What are the industry standards for recording/editing podcasts and/or audio books? Do people use PT and edit it the same way they would a song? For a podcast, this kind of makes sense, but for something like an audio book that is hundreds of pages long, it seems like it would be an awful way to work.
Are there any tools that make it less sucky, or are people still using brute force to edit audio books?
I haven’t noticed a great deal of editing in podcasts, they seem to fly by the seat of their pants and leave them as is, though the better sounding (or slicker produced) ones may well have been edited a bit. They probably also have their routines down and do some pre-production for episodes in order to minimize post-production necessities.
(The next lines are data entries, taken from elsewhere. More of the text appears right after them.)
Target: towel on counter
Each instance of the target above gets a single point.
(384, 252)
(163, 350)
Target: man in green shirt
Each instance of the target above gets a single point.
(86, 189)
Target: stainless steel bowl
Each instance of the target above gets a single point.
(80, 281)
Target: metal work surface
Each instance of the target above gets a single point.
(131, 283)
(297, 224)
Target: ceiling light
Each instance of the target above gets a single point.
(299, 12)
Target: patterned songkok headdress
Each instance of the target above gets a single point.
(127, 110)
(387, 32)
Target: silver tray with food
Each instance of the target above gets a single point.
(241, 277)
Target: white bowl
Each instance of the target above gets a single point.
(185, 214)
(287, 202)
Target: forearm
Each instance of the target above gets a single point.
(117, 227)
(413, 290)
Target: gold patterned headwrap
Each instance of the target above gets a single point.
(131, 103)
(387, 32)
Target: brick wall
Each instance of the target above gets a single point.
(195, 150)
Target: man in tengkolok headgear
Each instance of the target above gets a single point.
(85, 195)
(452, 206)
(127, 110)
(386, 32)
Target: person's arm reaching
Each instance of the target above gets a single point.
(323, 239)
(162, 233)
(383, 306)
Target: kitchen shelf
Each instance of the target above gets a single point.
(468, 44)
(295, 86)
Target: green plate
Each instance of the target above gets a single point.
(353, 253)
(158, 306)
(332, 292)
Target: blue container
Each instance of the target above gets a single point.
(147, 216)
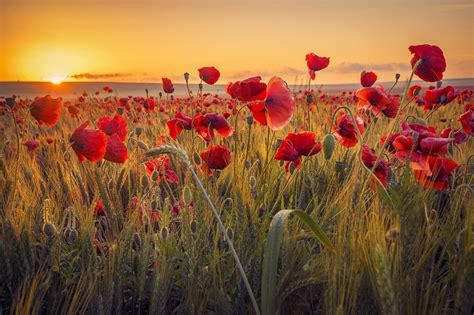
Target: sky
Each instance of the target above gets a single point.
(144, 40)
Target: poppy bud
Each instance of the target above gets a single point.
(187, 196)
(230, 233)
(145, 181)
(249, 120)
(164, 233)
(49, 230)
(138, 131)
(73, 235)
(137, 241)
(193, 226)
(142, 145)
(329, 143)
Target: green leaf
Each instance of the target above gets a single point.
(272, 252)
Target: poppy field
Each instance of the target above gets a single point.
(267, 199)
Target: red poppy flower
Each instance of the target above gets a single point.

Editing would mostly be removing bad spots or gaffes, and merging sections together after editing. Any DAW can do that. They may do some compression and gating (or expander) after the fact to improve the dialog clarity and projection. Those with backing or theme music may either cue it up during performance (if they have a radio DJ type setup) or add it in post-production.
Audio books are a beat-down, there’s no way around it. For each hour of “finished audio” you’ll probably spend 3-5 hours editing. So if you’re getting paid by the finished hour (PFH, per-finished-hour) be sure to account for this. There may be variations to what’s involved depending on genre and quality standards. Fiction vs Non-Fiction, etc. Also, if you’re working with a big publishing house the standards would usually be much more rigid than with an individual author. If someone else is going to do the “final master”, like a big publishing house, you want your levels really under control - max Peaks -3dB (if that, maybe -6dB) and RMS in the -18 to -23dB range.
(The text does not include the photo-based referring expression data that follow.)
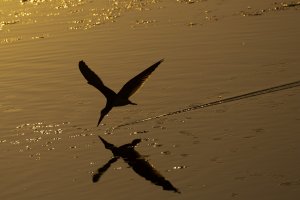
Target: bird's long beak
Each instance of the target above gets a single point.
(100, 119)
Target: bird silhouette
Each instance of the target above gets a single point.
(122, 97)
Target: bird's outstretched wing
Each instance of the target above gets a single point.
(94, 80)
(135, 83)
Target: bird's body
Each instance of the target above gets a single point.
(122, 97)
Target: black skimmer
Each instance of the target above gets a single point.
(122, 97)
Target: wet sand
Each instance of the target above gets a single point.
(246, 149)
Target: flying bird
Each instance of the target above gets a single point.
(122, 97)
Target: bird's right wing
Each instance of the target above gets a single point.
(136, 82)
(94, 80)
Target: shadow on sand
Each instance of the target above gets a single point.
(136, 162)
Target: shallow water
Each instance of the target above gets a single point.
(49, 147)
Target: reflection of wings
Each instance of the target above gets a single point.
(136, 82)
(141, 166)
(144, 169)
(103, 169)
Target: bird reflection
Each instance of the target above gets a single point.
(136, 162)
(122, 97)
The skills of the narrator are a huge factor (plosives, sibilance, mouth noise, errors). Also managing “retakes” or “pickups” without stopping recording; have a system of hand-claps or clicker noise that cause spikes in the waveform to clue you in to those places during editing.
You can also do something called “Punch-and-Roll” which is similar to how studio music recording used to be done. You do stop recording briefly to regroup, set the cursor to your “pickup” location, and then proceed recording over the error that was committed. You can use Pre-Roll, if desired. There are upsides to that in terms of time spent editing later, and loss of focus, plus proofing (critical listening to final product) time. However, like with music performance, it can disrupt the creative flow and vibe if not handled correctly. And you’ll still likely have to go back and crossfade those areas and/or clean them up (until you get really good at it).
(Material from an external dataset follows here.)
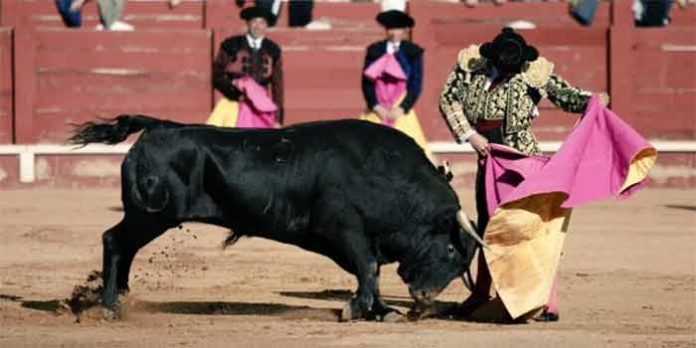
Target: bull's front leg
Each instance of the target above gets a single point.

Pro Tools can do that pretty well, but Reaper can be set up for it too. Adobe Audition is probably used extensively in some arenas.
This is "slightly related…"
When wanting to see a couple of more videos on “leaky gut” I came across several 50-minute ones that were so slow you want to bang your head against the wall…
Then I came across this one, which has excellent pace…
So unless your video book is intentionally putting people to sleep, watch the pacing. And consider editing out those seconds of silence…
Just because it can do it, doesn’t mean it’s a good tool for doing it. I can edit audio by cutting and taping reels of tape. Doesn’t mean I wouldn’t rather work as a janitor cleaning toilets. The only reason we had to do that in the past is because there weren’t better options available.
It seems kind of ridiculous to me that we would be using the music editing style of editing for something like audio books that are 10 hours long. If that is the actual standard, all it says to me is that nobody has put any thought into it.
Well, it’s kind of like recording musicians and artists … get a great performance and the work won’t be as challenging or drudgery. Except in long form spoken-word I’d say “consistency” is the key. Consistency and holding the listener’s intention. So there’s is not much dazzle or ‘hook’ (except the writer’s intended literary hooks), just keep a flow that’s listenable and interesting. So I’d say it’s mostly “work flow” in terms of the narration and the recording.
So if your performer (the narrator, or yourself as narrator) can work with the material until the performance is near flawless, the editing is reduced and so are the headaches. Eliminate goofs and dead space before they happen, essentially. That involves preparation, experience, practice, and diligence. A narrator should almost always read through the material at least once, perhaps several times, so that notes can be made for researching pronunciations (eliminates retakes later), character voices can be fleshed out, and the storyline is well understood so that you don’t find out in Chapter 15 that “Charlene said in her typical Cockney accent” when the narration to date has been in a Welsh accent. And then, the performance still needs to sound “fresh” after all that research which is where ‘acting’ comes in.
Punch-and-Roll takes some practice, but can save time. Not everyone likes it, and I mentioned the pro’s and cons. The only short cut I know is those computer voice-to-text programs (i.e. Siri), and those still sound pretty horrible for those with discriminating tastes.
From what I’ve been able to gather, amateur podcasts are just recorded “as is”. People sitting in their bedrooms / living rooms recording around a single microphone, with minimum editing and EQ’ing done. Obviously you’re listening to the podcast for the content rather than the quality of the production. But the better produced podcasts (Serial) are obviously recorded in state of the art studios and have a ton of editing done on them.
For my own YouTube channel, I record the voice in my studio (obviously) and have a standard EQ I apply to my voice. But I’m still shocked at how different my voice can sound from one video to the next!